Greene now touts the Finger Lakes’ unique combination of soil and climate that gives the region its own advantages over wines from hotter climates. “Tasting the wines up [in the Finger Lakes] is a true consistent terroir which is not what you see in most New World wines,” he says. “This is an area that has consistent soils: there’s potential for distinctive terroir expressions.”
He believes the Finger Lakes winemakers are moving in the right direction. “It’s definitely expanding,” he says, and is slowly but surely gaining a foothold in the psyche of the American imbiber. But Greene takes umbrage at those who would say that the Finger Lakes are “the Napa Valley of the east.” While Napa Valley has become a playground of the rich, he says that the Finger Lakes are more like the Sonoma of the east, because “there are lots of great food producers” and “old world values of agriculture” that come with great food and great wine having a unity of origin.
As Riesling is the Finger Lakes’ signature varietal, the symposium will start on Friday with a Grand Tasting of gold medal winners from the Finger Lakes AVA (American Viticultural Area) Riesling Challenge from 4-7 p.m. at the new Visitor’s Center on Geneva’s lakefront. Following this will be Dan Eaton, the Rochester chef and host of YNN network’s Cooking at Home show, with cooking demonstrations that utilize the crisp minerality of local wines paired with hors d’oeuvres to whet the appetite of onlookers, as they sample wines with glasses provided by famed German Glasmacher Riedel. Afterwards, there will be a welcome speech from Master of Ceremonies Michael Warren Thomas, the noted Finger Lakes lifestyle radio host, and an awards ceremony for the winners of the Riesling Challenge.

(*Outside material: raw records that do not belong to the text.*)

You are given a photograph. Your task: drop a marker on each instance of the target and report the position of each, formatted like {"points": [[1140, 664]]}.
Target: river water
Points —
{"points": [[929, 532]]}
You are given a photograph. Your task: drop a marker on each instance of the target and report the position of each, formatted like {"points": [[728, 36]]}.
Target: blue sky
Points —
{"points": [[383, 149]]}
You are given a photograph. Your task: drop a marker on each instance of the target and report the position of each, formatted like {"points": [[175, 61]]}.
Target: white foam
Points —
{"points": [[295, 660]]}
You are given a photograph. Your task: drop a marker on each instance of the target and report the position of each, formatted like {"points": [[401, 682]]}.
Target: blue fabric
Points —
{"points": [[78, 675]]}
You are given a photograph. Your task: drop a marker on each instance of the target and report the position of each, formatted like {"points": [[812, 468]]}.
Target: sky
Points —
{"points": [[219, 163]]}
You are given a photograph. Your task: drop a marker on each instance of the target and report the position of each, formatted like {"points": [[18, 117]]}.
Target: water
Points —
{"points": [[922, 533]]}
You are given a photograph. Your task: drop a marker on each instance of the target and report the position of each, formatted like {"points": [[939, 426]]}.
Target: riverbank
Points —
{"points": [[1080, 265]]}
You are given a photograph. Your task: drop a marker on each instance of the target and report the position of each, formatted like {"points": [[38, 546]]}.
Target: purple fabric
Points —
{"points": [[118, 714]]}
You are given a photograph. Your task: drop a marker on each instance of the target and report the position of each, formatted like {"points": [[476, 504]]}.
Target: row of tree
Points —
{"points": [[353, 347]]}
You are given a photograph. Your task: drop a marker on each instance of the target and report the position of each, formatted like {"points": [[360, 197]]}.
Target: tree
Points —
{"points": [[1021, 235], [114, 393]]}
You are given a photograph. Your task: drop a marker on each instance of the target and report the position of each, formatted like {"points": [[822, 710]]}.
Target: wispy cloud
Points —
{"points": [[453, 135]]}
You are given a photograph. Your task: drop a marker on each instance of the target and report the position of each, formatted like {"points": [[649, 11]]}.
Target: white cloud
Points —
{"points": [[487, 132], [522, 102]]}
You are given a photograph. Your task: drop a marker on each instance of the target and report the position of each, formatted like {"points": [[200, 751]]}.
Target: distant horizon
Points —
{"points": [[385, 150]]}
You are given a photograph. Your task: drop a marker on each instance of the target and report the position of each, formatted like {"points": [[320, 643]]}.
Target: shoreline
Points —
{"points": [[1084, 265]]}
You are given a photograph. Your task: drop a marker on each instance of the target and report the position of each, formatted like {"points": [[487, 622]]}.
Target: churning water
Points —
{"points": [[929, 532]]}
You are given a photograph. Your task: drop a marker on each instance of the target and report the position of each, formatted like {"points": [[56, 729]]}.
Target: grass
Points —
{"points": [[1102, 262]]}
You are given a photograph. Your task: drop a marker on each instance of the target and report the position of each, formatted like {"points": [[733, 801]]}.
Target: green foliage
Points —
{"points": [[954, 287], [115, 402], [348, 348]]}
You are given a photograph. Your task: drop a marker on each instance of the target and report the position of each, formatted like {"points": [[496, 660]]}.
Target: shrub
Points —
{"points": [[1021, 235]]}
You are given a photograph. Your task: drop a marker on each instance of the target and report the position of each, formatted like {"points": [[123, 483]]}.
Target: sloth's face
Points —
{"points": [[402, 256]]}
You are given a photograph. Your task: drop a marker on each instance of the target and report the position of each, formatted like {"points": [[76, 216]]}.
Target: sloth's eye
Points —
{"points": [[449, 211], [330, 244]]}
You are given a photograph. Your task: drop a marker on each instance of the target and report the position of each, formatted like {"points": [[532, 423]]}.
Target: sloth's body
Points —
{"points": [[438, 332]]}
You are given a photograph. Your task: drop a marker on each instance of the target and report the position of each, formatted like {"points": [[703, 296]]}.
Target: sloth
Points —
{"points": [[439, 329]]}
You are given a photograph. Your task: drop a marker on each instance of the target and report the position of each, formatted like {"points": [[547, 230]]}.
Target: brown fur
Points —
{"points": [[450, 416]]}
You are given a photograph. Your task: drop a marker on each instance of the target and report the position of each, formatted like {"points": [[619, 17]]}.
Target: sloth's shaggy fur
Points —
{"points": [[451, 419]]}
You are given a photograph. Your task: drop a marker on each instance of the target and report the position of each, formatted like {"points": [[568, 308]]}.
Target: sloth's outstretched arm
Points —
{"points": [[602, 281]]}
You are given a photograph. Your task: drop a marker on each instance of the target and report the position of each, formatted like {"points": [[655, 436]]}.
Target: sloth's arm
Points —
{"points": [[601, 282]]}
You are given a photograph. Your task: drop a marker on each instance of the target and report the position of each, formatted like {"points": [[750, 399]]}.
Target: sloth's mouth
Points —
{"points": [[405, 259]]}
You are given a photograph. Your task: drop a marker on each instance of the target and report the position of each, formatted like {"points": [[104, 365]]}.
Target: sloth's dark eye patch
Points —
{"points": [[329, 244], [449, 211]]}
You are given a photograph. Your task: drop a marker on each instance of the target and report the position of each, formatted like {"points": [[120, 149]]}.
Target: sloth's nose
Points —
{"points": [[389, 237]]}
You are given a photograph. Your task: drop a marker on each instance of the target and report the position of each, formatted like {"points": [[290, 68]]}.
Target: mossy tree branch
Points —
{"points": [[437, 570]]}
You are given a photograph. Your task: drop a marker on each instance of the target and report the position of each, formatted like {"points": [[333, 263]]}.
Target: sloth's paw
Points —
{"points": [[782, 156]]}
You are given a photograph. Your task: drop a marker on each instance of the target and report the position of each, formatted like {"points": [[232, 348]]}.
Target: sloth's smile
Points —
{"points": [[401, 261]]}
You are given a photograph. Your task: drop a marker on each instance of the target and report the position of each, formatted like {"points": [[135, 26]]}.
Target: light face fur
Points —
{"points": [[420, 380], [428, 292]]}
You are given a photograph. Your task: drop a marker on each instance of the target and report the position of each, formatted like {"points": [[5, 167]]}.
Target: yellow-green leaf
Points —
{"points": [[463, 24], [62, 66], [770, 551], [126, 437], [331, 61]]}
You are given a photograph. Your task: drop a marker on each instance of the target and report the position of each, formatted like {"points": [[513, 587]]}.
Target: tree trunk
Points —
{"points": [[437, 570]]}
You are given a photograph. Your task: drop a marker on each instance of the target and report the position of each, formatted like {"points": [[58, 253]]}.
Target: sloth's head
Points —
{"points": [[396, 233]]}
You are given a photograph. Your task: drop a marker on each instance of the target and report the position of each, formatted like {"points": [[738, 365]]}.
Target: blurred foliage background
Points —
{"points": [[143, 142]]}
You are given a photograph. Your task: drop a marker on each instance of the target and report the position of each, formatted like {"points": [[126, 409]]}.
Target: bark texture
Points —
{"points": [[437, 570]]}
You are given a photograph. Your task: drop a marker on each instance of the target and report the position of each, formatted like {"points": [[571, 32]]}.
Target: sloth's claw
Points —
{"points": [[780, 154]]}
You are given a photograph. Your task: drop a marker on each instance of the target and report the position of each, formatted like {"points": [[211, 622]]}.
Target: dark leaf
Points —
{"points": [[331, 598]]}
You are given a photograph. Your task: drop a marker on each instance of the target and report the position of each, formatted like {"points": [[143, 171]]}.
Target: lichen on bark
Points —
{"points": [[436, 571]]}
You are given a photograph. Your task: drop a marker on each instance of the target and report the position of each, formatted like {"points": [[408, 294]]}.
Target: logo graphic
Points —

On Saturday, moving to Hobart and William Smith Colleges’ Scandling Center, the festivities will continue at a comfortable 9:30 a.m., with a seminar delineating the principles of food and wine pairing, specifically with cool- climate wines from around the world. Soon after will be a seminar by New York Sommelier Thomas Pastuszak, L.A. wine writer Dan Berger, and Ron Giesbrecht, professor at Niagara College’s Canadian Food and Wine Institute and former Henry of Pelham winemaker. These various speakers will talk about white, red, and sparkling wines in cool climates, especially as regards the Finger Lakes and their place in the national pantheon.
The symposium will finish with a luncheon and keynote speech by Greene. The keynoter is looking forward to eating as well as drinking in the Finger Lakes. “The food is fantastic…What’s cool about the Finger Lakes is that they do have their own culture, that will evolve into distinct wine and food cultures.”